The 'Muls' and 'Gils': Some Irish Surnames

AuthorEugene O'Growney
SourceFrom The Irish Ecclesiastical Record, Volume III
SectionPart V (start of essay - Part I)

Up to this point we have been discussing surnames, the explanation of which may be regarded as fairly certain; but we cannot be surprised to find that there are other names about the meaning of which there is more or less doubt. The study of the native annals, and of the literature generally, will probably bring to light the original forms of these names; for the modern English spelling is often not only not a help in that direction, but is positively misleading. Then, again, we are not always able to translate the original name, even when we have it before us, as the study of ancient Irish has not yet ascertained the meaning of all old words. I shall, at least, endeavour to classify the names which I cannot explain. To summarize all that has been said up to this, the surnames fall into the following classes:—

1. Those in which the prefix is followed by the name of a person or thing connected with religion—typical names are Malone, Mallowney, Maglone, and MacEldowney.

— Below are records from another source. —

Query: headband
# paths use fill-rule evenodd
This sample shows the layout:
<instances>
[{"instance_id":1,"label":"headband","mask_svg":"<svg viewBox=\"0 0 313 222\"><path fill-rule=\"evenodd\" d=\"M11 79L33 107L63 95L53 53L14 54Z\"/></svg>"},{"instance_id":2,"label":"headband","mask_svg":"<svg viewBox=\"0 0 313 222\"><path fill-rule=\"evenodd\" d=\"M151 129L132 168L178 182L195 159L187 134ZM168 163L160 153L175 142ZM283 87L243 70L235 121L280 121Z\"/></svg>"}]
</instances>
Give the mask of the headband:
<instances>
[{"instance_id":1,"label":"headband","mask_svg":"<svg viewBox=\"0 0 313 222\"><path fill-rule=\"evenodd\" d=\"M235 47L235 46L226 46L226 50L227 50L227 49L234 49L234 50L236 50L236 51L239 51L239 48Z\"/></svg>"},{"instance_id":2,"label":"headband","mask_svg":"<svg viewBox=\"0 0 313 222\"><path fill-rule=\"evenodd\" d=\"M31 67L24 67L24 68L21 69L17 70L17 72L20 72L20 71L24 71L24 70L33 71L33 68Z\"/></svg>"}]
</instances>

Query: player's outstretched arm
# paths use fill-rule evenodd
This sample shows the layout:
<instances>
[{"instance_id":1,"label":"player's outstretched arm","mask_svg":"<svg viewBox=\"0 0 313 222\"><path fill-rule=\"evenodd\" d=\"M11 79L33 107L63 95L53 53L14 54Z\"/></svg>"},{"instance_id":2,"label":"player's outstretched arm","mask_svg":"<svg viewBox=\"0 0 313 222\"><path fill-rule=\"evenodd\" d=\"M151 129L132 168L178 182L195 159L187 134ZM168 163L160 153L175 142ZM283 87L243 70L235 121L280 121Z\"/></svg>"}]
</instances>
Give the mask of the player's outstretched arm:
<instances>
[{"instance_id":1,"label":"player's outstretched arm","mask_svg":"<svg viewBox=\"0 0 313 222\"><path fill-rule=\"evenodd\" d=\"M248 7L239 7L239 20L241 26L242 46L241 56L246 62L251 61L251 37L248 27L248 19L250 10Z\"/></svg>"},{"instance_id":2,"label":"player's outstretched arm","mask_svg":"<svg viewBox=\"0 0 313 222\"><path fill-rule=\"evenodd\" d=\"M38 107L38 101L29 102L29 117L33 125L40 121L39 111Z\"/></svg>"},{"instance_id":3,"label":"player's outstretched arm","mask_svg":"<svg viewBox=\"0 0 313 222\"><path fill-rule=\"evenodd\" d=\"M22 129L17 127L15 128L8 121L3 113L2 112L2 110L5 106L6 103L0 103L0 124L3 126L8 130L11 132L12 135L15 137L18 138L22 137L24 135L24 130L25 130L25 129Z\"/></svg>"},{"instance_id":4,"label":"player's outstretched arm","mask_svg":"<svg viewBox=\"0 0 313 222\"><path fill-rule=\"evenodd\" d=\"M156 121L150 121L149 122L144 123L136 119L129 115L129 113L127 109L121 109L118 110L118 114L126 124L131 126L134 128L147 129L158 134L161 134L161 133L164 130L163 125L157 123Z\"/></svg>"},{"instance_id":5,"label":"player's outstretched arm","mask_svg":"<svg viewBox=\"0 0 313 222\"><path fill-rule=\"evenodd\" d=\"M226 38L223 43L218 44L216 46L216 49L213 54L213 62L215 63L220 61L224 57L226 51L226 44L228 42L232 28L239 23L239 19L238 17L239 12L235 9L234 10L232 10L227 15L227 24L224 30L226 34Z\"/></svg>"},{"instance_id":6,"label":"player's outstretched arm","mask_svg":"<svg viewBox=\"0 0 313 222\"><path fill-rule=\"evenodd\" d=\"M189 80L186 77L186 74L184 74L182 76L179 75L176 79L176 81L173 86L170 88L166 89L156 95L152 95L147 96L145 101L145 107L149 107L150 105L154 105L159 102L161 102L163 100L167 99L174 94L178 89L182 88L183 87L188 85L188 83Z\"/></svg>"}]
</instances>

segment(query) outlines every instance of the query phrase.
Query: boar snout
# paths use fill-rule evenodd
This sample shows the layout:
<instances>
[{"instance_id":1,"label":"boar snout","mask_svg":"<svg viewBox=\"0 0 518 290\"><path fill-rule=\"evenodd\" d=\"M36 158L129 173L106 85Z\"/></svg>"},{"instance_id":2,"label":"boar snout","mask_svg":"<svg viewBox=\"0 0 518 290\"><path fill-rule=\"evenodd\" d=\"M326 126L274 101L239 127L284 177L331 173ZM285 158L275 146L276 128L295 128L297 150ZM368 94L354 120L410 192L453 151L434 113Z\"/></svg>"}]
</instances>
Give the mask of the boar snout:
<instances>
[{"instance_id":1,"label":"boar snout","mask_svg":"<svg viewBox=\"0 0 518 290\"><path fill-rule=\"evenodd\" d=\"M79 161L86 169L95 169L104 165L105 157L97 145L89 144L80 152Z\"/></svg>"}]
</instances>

2. Those in which Mul has its various stages of meaning, from 'hero, chief,' as in Molloy, down to 'person'—with Gil also meaning 'person,' as in MacElhill.

3. Those like Mulconry, Mulryan, Kilgannon, in which the second element is a personal name, and the prefixes mean 'follower of.'

4. Those like Mulroy, Kilroy, MacElroy, where the prefixes are followed by an adjective describing personal appearance.

5. Diminutives like Mulligan, Gilligan.

Mulloughney (Class 1 or 4) is a Tipperary name. The Registrar's report gives it as a synonym of Moloney; but this is surely wrong, as the gh represents, I take it, a guttural sound. It is probably mael-lachtna, grey-headed person, or mael-Fhachtna, servant of St. Fhachtna, of Ross. Loughney seems to be a shortened form—compare Lally for Mullally. Possibly Loughrey may be but another form of the same name.

Kilcar occurs as a surname in West Mayo; it is probably d.s. of St. Gilla Carthach, from whom Kilcar, in Donegal, takes its name.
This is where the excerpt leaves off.